[Mesa-dev] [PATCH] radeonsi: Enable VGPR spilling for all shader types v3

Wed Jan 21 03:20:42 PST 2015

On Wed, Jan 21, 2015 at 3:03 AM, Michel Dänzer <michel at daenzer.net> wrote:
> On 20.01.2015 22:39, Marek Olšák wrote:
>> The problem with CPDMA (DMA_DATA and WRITE_DATA) is that the ordering
>> of flushes must be correct. First, partial flushes must be done, so
>> that the shaders are idle.
>
> That's only necessary when reusing a single BO for the shader code, not
> when allocating a new BO when the relocations change, right?

Yes.

>
>
>> Then you can use CP DMA to update the binary. After that, ICACHE should
>> be invalidated.
>
> ICACHE has to be invalidated when writing with the CPU as well, right?
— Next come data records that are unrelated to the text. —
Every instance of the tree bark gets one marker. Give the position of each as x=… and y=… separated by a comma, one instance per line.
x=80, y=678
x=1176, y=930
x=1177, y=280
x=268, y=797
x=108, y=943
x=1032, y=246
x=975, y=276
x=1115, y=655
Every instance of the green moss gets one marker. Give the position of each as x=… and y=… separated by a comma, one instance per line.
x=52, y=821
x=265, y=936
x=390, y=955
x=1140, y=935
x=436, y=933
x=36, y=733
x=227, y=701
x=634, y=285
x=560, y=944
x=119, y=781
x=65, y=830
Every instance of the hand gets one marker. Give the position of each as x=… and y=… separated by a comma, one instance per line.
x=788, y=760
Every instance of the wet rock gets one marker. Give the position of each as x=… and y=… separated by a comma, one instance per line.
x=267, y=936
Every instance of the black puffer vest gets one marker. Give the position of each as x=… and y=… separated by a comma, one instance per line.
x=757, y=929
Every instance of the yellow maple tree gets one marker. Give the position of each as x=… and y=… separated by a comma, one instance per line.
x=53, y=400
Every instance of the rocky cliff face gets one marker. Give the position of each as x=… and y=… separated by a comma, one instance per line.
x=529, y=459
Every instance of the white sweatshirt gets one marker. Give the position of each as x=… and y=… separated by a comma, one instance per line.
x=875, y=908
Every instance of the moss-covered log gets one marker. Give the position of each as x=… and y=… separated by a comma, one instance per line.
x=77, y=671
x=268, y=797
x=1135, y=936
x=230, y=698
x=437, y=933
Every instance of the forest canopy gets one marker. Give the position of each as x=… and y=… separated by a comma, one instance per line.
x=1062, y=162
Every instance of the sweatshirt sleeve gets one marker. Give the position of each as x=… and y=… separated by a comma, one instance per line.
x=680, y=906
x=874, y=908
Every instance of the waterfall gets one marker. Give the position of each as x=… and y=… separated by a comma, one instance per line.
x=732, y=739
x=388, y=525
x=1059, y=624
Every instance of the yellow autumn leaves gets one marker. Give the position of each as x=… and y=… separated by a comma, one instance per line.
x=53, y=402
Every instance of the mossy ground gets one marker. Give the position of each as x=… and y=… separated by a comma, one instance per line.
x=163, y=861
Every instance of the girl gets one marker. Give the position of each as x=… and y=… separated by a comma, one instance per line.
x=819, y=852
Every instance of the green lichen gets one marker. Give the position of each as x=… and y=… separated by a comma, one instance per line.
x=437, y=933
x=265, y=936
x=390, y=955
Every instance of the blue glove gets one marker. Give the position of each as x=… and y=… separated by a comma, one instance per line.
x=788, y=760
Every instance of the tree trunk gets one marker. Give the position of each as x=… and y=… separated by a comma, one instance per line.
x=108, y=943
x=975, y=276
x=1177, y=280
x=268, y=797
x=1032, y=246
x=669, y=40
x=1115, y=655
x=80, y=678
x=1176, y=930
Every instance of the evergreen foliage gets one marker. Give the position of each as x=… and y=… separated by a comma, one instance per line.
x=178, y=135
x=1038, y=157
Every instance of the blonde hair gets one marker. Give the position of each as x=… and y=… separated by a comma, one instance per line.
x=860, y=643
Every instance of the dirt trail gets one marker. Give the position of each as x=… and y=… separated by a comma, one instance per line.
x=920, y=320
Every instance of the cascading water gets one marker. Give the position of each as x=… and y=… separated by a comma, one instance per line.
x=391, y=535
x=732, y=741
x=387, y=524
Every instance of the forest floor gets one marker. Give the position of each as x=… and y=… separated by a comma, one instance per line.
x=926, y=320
Yes, but the invalidation at the beginning of IBs is sufficient for
all CPU accesses, so nothing needs to be done.

>
>
>> The problem with mapping VRAM can be avoided by keeping a CPU copy of
>> the binary from the beginning. We would only need a CPU copy of those
>> shaders that use the scratch buffer. Then, you wouldn't have to read
>> VRAM at all, which would make it even simpler.
>
> Right, but CPU writes to the new BO in VRAM could cause stalls anyway.

If CPU writes are the problem, we can create a temporary BO in GTT,
upload and update the shader there, and copy it to the shader BO in
VRAM using CPDMA. In this case, the shader BO in VRAM doesn't have to
be reallocated, and shader state doesn't have to be re-emitted. Only
the ICACHE should be flushed after CPDMA.

One copy packet is better than a lot of small WRITE_DATA packets.

Marek